Abstract: We will present the analysis of possibly the world's smallest walking robot developed by Marc Miskin which is about 100um on its longest dimension. At this scale the mechanism for locomotion is very unconventional; it doesn't use inertia so the movement is not dynamic in that sense, at the same time it is not statically stable and must rely on falling as part of its gait.
We will also present design issues on the world's smallest self-powered flying robot. It has one motor. How can it fly? How can we control the position of this device even though it has only one motor? What issues in stability arise? How do we manage sensors when there is no part of the robot that is not constantly spinning?
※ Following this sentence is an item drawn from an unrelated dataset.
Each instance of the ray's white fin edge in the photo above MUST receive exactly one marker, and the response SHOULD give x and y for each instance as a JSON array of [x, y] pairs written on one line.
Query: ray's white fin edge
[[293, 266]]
Bio: Mark Yim is the Asa Whitney Professor of Mechanical Engineering in the School of Engineering and Applied Science at the University of Pennsylvania. He is the director of the GRASP Lab, the oldest robotics research laboratory in the country established in 1979. His group has demonstrated robots ranging from a humanoid on display at the Philadelphia Museum of Art to the smallest self-powered flying robot in the world. His current research focus includes reconfigurable truss robots that can help in search and rescue operations, swarms of boats that can attach together and reconfigure their shape, swarms of small flying robots that can group into shapes that interact with humans and swarms of microscopic robots that can build structures. His other research interests include product design, robotic performance art, novel locomotion, low-cost manipulation, in search and rescue as well as healthcare applications. Prior to Penn, he spent ten years in industry including positions as Principal Scientist at the Palo Alto Research Center (formerly Xerox PARC) and Virtual Technologies, a virtual reality startup company. He received his PhD from Stanford University in Mechanical Engineering.